Nelson Carlo, Director of 'Santa Teresa & Other Stories'
Where are you from?
Dominican Republic.
What city do you call home?
I’m still searching for it.
When did you know you wanted to be a filmmaker?
Since I was a kid. When I was 8, I saw Cría Cuervos By Carlos Saura, I was in love with Ana Torrent, I saw the movie so many times that my dad had to talk to the owner of the video club, if he could give me a copy…It was a VHS in the desolated Santo Domingo from the 90s; I guess no one cared about fraud. Anyhow, I was in love with her look, and I started to fall in love with cinema.
Did you formally study film?
Yes, I studied at Universidad del Cine in Argentina, Edinburgh College of Art, and the California Institute of the Arts.

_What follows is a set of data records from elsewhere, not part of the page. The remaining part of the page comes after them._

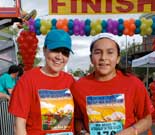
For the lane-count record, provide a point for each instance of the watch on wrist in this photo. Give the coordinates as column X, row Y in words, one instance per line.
column 82, row 132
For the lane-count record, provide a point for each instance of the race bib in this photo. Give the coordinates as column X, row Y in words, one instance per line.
column 108, row 128
column 65, row 133
column 106, row 114
column 56, row 110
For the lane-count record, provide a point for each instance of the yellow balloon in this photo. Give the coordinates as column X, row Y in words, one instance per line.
column 93, row 32
column 43, row 30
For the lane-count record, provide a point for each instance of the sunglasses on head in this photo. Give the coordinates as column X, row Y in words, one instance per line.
column 63, row 50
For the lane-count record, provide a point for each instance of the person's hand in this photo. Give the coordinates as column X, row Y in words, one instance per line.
column 128, row 131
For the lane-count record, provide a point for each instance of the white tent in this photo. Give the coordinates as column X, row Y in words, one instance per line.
column 145, row 61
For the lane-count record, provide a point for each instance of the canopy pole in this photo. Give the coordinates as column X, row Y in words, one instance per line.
column 147, row 76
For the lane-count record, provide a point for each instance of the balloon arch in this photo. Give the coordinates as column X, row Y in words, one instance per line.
column 88, row 27
column 77, row 27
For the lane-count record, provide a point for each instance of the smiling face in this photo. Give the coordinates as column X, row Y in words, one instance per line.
column 104, row 57
column 55, row 60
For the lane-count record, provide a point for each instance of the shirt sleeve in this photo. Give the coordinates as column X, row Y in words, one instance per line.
column 21, row 98
column 143, row 105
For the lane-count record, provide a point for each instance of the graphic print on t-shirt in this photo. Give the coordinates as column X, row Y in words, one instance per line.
column 56, row 109
column 106, row 114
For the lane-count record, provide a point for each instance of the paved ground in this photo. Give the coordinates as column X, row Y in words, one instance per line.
column 153, row 130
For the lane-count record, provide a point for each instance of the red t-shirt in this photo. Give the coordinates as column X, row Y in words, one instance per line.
column 91, row 95
column 45, row 102
column 152, row 87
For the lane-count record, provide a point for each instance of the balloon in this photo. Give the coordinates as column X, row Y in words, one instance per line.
column 120, row 21
column 104, row 24
column 54, row 21
column 137, row 23
column 70, row 24
column 87, row 22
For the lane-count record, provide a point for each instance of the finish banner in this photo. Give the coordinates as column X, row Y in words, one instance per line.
column 64, row 7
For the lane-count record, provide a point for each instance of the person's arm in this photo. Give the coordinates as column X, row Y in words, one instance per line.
column 20, row 126
column 79, row 128
column 3, row 95
column 139, row 127
column 10, row 91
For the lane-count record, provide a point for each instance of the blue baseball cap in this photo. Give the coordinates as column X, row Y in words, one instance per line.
column 58, row 38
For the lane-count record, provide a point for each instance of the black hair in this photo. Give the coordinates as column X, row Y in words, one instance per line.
column 21, row 69
column 118, row 66
column 13, row 69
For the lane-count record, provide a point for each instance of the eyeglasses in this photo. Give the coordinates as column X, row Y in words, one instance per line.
column 64, row 51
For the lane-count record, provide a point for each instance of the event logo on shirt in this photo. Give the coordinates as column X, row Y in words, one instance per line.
column 106, row 114
column 56, row 109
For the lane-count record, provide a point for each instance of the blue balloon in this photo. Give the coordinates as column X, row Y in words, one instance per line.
column 87, row 29
column 120, row 21
column 37, row 23
column 87, row 22
column 104, row 24
column 53, row 27
column 153, row 18
column 153, row 25
column 120, row 33
column 104, row 30
column 137, row 23
column 54, row 21
column 137, row 31
column 70, row 24
column 70, row 32
column 38, row 32
column 120, row 27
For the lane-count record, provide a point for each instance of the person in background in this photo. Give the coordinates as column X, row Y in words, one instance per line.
column 152, row 86
column 7, row 84
column 42, row 102
column 8, row 81
column 109, row 100
column 21, row 70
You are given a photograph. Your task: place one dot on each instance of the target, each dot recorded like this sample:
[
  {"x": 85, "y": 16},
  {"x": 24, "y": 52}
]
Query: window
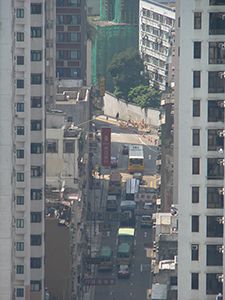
[
  {"x": 20, "y": 36},
  {"x": 36, "y": 78},
  {"x": 196, "y": 108},
  {"x": 74, "y": 3},
  {"x": 60, "y": 54},
  {"x": 217, "y": 23},
  {"x": 216, "y": 82},
  {"x": 214, "y": 255},
  {"x": 197, "y": 49},
  {"x": 68, "y": 146},
  {"x": 20, "y": 177},
  {"x": 73, "y": 20},
  {"x": 35, "y": 32},
  {"x": 59, "y": 19},
  {"x": 59, "y": 37},
  {"x": 214, "y": 226},
  {"x": 73, "y": 54},
  {"x": 196, "y": 79},
  {"x": 20, "y": 153},
  {"x": 213, "y": 284},
  {"x": 35, "y": 240},
  {"x": 195, "y": 194},
  {"x": 20, "y": 130},
  {"x": 35, "y": 8},
  {"x": 35, "y": 285},
  {"x": 35, "y": 125},
  {"x": 20, "y": 60},
  {"x": 52, "y": 146},
  {"x": 194, "y": 223},
  {"x": 36, "y": 102},
  {"x": 20, "y": 223},
  {"x": 20, "y": 269},
  {"x": 20, "y": 200},
  {"x": 215, "y": 141},
  {"x": 196, "y": 137},
  {"x": 214, "y": 169},
  {"x": 19, "y": 107},
  {"x": 20, "y": 13},
  {"x": 36, "y": 55},
  {"x": 73, "y": 37},
  {"x": 36, "y": 171},
  {"x": 36, "y": 194},
  {"x": 20, "y": 246},
  {"x": 20, "y": 292},
  {"x": 194, "y": 281},
  {"x": 197, "y": 20},
  {"x": 195, "y": 166},
  {"x": 36, "y": 148},
  {"x": 214, "y": 197},
  {"x": 215, "y": 111},
  {"x": 35, "y": 217},
  {"x": 217, "y": 53},
  {"x": 194, "y": 252},
  {"x": 35, "y": 262},
  {"x": 20, "y": 83}
]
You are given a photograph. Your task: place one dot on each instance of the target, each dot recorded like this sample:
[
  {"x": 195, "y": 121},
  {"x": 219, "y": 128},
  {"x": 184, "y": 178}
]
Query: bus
[
  {"x": 106, "y": 258},
  {"x": 124, "y": 254},
  {"x": 115, "y": 183},
  {"x": 136, "y": 159},
  {"x": 126, "y": 235}
]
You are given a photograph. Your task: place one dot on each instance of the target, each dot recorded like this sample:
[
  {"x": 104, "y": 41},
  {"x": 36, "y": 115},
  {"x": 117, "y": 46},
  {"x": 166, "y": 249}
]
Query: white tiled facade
[
  {"x": 22, "y": 135},
  {"x": 155, "y": 33},
  {"x": 198, "y": 146}
]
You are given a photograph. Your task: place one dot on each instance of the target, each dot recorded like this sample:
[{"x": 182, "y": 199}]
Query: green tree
[
  {"x": 145, "y": 97},
  {"x": 126, "y": 68}
]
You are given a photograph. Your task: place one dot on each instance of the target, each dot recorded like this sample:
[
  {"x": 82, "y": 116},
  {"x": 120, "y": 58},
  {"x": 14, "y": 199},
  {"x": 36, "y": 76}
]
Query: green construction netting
[{"x": 110, "y": 40}]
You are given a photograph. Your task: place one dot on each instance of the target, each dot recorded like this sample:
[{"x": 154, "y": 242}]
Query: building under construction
[{"x": 117, "y": 29}]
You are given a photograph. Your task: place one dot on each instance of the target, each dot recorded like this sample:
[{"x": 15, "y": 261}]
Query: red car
[{"x": 113, "y": 162}]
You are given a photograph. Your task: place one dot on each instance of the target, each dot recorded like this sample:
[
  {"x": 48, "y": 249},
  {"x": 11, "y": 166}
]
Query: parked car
[
  {"x": 113, "y": 162},
  {"x": 125, "y": 149},
  {"x": 123, "y": 271},
  {"x": 146, "y": 221},
  {"x": 148, "y": 206}
]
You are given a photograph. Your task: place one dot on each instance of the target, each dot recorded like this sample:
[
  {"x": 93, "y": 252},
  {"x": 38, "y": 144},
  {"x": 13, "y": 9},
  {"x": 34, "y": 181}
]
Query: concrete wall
[{"x": 112, "y": 105}]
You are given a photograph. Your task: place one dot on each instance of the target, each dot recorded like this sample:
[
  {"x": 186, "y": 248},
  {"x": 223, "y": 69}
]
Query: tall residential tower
[
  {"x": 22, "y": 136},
  {"x": 199, "y": 146}
]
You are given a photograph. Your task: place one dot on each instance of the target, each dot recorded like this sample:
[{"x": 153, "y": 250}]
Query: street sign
[
  {"x": 93, "y": 260},
  {"x": 108, "y": 216},
  {"x": 99, "y": 281}
]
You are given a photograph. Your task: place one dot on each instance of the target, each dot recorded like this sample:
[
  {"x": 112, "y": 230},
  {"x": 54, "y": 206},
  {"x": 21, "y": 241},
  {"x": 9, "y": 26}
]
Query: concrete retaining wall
[{"x": 112, "y": 105}]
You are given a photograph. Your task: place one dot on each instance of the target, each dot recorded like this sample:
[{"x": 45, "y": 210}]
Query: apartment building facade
[
  {"x": 22, "y": 123},
  {"x": 199, "y": 146},
  {"x": 71, "y": 40},
  {"x": 156, "y": 22}
]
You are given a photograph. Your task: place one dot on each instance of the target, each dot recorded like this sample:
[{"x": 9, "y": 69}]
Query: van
[
  {"x": 146, "y": 221},
  {"x": 111, "y": 203}
]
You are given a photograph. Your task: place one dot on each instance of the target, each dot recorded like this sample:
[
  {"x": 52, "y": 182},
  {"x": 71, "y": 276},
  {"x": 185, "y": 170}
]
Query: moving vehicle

What was your inspiration for this story?
My film and its complexity comes from an urgency to start talking about violence from another realm. To explain this other space, we would have to analyze how violence has constituted the center of the signification of our societies, and how power from our political and cultural industries has exploited this as a certain type of brand (cine Latinoamericano) directed to the first world countries that enjoyed this reality. This is a factor of desire that’s quite complex, that I don’t fully understand, and I know my answers here should be short, so I just end by saying I’m investigating the shapes of violence in this movie and how we can make signification out of it, as a document but also as a constructed document, in simple words, as a lie.
What was your biggest challenge in making this film?
As banal as it sounds, because of the complexity of the production of this film, the biggest challenge was to make the voice overs work.
If you could make a film with any actor who would it be? What would be the story?
I don’t know. I don’t think things like that. I’m not very attracted to the star system; actually I believe they are part of the problem in cinema, in its capitalist face, which is lethal.
What is a movie you are embarrassed to admit you really like?
I don’t think I’m embarrassed about movies that I like at this moment. I see everything: super big productions, low budget films, experimental films. I love cinema. I wouldn’t say embarrassed but I’ve been naive before, and I enjoyed movies in the past that today I can’t believe in, especially in Latin America. I was a very huge fan of Carlos Reygadas, and these days I can’t stand his movies. He broke my heart, and I remember liking Amores Perros and Y tu mama también and today I realize that those movies killed something in [Latin American] cinema. Those examples [apply to] the country where I shot Santa Teresa, but that could easily be applied to a lot of movies in the region.